As it happens, I have already yelled at my father. Instead, lost without a crusade, my brother and I talk. We don't talk much, even though I know he is still the boy that I snuck out at 4 am with to go lie on the hood of my Maxima and watch the meteor showers before high school. I taught him to drive, but so often now he seems older than me often, and always better than me.

For some reason, tonight, when we are talking about our disappointing father, I tell my brother about how sometimes when people around me are upset and start yelling, I get furious, almost out-of-control angry. Me! Who is never angry. This happens even if I'm not in any way the target of the yelling, even when the situation is in no way directed at anything to do with me, I lose my cool. I tell him about how I don't know why, but always figure this must be some black hole in me, some damage I can't parse, to have such an irrational response in a situation where I should go out of my way to be calm and placating. And maybe my father is the way he is sometimes in the same way: this helpless compulsive tell, this inherent brokenness. All response; no reason.
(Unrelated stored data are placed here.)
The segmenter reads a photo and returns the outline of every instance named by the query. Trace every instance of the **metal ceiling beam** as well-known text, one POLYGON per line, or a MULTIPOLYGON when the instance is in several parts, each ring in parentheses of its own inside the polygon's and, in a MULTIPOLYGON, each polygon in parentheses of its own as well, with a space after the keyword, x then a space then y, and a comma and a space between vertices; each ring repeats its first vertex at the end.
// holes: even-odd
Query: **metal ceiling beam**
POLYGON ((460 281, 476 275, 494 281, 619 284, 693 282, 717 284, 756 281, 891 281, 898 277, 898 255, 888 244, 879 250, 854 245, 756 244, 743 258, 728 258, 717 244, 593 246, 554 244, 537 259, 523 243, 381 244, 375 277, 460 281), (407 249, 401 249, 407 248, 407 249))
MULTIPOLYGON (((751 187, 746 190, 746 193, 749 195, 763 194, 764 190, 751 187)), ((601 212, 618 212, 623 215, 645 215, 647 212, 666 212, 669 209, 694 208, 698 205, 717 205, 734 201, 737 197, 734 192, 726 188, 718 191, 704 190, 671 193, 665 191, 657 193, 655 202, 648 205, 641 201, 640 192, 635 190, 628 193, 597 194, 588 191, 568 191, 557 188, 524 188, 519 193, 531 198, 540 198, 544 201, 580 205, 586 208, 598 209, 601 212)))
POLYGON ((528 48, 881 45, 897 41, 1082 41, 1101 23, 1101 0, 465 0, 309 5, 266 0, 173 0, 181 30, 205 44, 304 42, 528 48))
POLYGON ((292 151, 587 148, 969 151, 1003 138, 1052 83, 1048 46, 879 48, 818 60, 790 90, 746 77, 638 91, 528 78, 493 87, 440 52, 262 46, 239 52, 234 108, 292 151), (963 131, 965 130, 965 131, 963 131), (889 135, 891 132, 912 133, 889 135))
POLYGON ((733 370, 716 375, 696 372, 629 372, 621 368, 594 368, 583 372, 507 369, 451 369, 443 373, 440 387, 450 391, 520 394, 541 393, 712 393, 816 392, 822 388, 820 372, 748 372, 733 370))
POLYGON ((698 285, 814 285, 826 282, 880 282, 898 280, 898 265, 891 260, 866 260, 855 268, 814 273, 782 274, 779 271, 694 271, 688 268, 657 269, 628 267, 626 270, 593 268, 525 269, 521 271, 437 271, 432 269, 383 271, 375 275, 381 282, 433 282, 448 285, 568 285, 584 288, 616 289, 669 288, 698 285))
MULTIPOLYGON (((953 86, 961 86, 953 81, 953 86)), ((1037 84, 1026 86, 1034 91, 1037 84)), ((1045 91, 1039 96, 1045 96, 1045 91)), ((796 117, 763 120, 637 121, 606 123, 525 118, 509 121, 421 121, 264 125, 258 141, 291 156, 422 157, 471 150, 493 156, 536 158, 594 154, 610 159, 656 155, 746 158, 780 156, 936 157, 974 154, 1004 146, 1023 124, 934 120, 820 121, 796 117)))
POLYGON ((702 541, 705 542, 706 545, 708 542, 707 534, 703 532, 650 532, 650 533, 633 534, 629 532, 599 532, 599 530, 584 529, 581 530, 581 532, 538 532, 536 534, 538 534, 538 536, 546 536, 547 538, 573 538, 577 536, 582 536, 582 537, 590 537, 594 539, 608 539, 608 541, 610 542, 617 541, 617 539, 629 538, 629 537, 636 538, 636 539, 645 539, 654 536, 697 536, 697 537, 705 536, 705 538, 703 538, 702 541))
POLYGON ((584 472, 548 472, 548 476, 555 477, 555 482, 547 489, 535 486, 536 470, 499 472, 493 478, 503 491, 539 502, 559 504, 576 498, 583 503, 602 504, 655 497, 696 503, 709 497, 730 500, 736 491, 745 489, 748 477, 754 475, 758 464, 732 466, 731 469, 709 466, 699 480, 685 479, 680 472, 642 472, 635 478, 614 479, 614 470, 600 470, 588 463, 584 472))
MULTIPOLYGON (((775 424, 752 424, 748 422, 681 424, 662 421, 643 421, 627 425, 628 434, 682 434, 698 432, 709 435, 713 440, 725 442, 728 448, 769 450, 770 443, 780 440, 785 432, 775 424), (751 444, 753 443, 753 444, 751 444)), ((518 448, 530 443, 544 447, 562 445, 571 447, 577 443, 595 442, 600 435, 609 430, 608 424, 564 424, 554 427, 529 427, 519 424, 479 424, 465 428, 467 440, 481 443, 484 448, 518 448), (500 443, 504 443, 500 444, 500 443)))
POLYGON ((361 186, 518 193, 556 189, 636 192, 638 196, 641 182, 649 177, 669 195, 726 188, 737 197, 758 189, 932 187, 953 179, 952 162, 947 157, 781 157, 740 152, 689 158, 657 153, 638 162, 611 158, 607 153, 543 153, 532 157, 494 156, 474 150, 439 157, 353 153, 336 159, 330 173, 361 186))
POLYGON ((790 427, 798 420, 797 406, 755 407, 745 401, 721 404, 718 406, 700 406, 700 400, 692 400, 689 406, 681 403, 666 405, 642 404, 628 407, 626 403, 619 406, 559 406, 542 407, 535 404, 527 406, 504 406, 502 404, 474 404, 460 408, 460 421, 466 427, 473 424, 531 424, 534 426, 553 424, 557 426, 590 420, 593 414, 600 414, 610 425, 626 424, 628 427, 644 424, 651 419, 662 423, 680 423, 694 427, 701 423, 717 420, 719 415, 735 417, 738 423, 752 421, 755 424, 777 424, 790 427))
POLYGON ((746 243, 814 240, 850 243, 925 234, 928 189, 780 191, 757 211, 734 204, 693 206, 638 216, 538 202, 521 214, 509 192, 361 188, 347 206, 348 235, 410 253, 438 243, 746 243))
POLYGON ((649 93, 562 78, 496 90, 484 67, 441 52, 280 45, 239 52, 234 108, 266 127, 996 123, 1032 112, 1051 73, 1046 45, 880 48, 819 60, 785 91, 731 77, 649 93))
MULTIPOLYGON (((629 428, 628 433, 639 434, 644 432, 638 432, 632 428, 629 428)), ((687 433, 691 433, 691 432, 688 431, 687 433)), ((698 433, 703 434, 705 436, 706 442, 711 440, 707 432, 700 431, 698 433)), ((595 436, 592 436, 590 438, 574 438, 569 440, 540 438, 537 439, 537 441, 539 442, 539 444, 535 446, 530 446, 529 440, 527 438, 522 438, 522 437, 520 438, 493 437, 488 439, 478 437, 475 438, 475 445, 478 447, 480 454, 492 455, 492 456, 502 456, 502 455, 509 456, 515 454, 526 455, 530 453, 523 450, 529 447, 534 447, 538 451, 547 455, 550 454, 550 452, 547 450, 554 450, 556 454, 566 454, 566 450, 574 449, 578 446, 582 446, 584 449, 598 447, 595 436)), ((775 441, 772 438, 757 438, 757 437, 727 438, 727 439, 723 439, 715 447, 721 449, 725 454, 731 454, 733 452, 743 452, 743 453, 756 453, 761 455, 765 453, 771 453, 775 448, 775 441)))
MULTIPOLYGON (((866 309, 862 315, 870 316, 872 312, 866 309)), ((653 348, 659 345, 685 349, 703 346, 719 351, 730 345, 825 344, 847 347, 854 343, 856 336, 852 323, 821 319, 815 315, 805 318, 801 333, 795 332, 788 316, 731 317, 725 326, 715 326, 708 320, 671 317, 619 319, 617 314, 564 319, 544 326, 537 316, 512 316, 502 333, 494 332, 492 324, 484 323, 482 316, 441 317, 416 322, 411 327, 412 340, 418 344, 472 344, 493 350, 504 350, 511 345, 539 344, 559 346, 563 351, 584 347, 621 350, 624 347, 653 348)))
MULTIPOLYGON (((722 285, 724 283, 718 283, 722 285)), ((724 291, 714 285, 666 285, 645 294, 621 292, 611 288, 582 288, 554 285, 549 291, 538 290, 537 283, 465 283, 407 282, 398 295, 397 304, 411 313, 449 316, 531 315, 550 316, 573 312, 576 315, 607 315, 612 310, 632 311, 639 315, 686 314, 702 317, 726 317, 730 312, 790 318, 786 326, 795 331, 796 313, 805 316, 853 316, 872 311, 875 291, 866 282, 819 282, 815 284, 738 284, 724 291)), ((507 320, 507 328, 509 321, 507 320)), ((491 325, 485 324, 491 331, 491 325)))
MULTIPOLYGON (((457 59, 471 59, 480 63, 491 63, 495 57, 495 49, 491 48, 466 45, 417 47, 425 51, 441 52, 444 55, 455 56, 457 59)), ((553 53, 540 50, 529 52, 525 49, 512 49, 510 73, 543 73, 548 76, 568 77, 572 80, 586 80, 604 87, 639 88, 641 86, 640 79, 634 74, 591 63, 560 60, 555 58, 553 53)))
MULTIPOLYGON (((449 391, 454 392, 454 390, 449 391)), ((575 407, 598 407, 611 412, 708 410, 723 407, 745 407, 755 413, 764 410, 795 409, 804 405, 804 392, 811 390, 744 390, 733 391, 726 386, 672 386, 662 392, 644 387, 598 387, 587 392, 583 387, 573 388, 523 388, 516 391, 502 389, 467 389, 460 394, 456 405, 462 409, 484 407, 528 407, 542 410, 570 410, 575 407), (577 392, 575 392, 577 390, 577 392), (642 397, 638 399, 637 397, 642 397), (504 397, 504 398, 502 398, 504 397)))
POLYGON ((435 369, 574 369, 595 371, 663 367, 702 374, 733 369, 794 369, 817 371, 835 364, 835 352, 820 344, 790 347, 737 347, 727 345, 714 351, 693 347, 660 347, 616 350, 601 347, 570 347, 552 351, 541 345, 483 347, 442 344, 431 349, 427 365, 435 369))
We talk more about death, the family, what can be done. We arrive at nothing. We make each other feel better about our own small parts. As I am talking to him, I am barefoot, dragging the trashcan up from the backyard to the curb for pickup. I could hear music when we first said hello, but now the other end is silent, and I think he has probably gone outside like he does when he talks on the phone. There is the sound of our breathing. Neither of us like to talk on the phone and we aren't good at it. Finally, he tells me that he does that too--that thing about the anger reaction. He says even when strangers beep at each other in traffic, it happens to him. That weird rage.

We say goodbye. I promise him we'll talk more when the weekend comes and I know what I'm doing. Maybe, I say, I'll send him a text. He says "I love you, Jess," and then I tell him I love him too, and then we say goodbye again, and then he says I love you again, and I tell him I do too.